Residents unhappy over vacant property fencing

There are barricades at the northwest end of Deer Valley Road, and tall fencing with barb wire top to keep out the public. [Roger Ball/Independent Newsmedia]

By Roger Ball
Independent Newsmedia

What appeared to some Sun City West residents as a nice place to walk their dogs apparently appeared to others as a nice place to dump trash and debris.

The county’s solution to the latter problem upset some residents.

At the June 27 PORA Traffic and Safety Committee meeting, Sun City West resident Bob Barron asked why the end of Deer Valley Road had been fenced off.  It was, he said, a popular place for local residents to walk their dogs.

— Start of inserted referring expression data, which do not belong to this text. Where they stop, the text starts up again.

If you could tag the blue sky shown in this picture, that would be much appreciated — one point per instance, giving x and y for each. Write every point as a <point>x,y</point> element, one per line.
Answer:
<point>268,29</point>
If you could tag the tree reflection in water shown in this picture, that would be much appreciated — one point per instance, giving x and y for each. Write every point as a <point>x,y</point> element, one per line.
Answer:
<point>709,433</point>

Michelle Montijo, deputy administrator for County Supervisor Clint Hickman (R-Dist 3) was at the meeting promised to follow up.

In a letter to Mr. Baron, Mr. Hickman said the parcel is excess land from when the county had control and built the interim Loop 303.  The freeway was originally planned in 1985 as part of the Maricopa Association of Governments Transportation Plan and was funded by a voter approved sales tax.

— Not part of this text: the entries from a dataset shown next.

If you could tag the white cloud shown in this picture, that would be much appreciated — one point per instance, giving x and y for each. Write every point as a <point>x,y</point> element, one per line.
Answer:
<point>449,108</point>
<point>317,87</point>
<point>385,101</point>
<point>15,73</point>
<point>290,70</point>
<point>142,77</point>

But it was dropped from the regional plan due to increasing costs and inadequate funding cost. The Arizona Department of Transportation abandoned plans to build the route, but Maricopa County decided to pick up the project.

Some Sun City West residents were worried the Deer Valley Road would connect to the new highway and cause heavy traffic in the area and contacted their elected officials. Jan Brewer at that time represented Sun City West in the legislature and then later the county Board of Supervisors. She promised the residents there would be no connection that would create through traffic.

That is why the road ends without a connection, and there is some unused land.

“Such parcels are normally sold at auction,” Mr. Hickman said, “but this parcel has been tough to sell because it has very limited access from Deer Valley Road. When the county has these orphaned parcels, we must limit access to prevent illegal dumping, dust control issues and unwanted trespassing.”

MCDOT officials said several years ago they put the property up for auction at the request of some Sun City West residents who wanted houses to be built there, but there were no bidders.

The 16-acre lot is basically triangular shaped with a small strip connecting to Grand Avenue.  It is bordered by the walled Loop 303 along most of it, and it does not have access to US60/Grand Avenue because it would need to create a crossing over the very active Burlington Norther Santa Fe Railway.

Some in the community who were opposed to the recent fencing thought a group of residents met with Mr. Hickman to have the lot blocked to others.

“No meeting ever took place,” said Hickman’s chief of staff, Scott Isham.

It was county officials on their own initiative that decided to fence the area according to Mr. Isham.

“Maricopa County Department of Transportation staff were the ones who found items on the property and fenced it off because they have seen more illegal dumping and homeless living on our vacant land,” he said.

Mr. Hickman’s response to Mr. Barron added that MCDOT and the Flood Control District just completed a huge clean up because of these activities on county properties.

Residents are welcome to address issues at regular Board of Supervisors meetings in the auditorium at 205 West Jefferson Street, Phoenix. The formal meetings are generally held at 9:30 a.m. the second and fourth Wednesdays of each month. Changes and special meetings are posted online.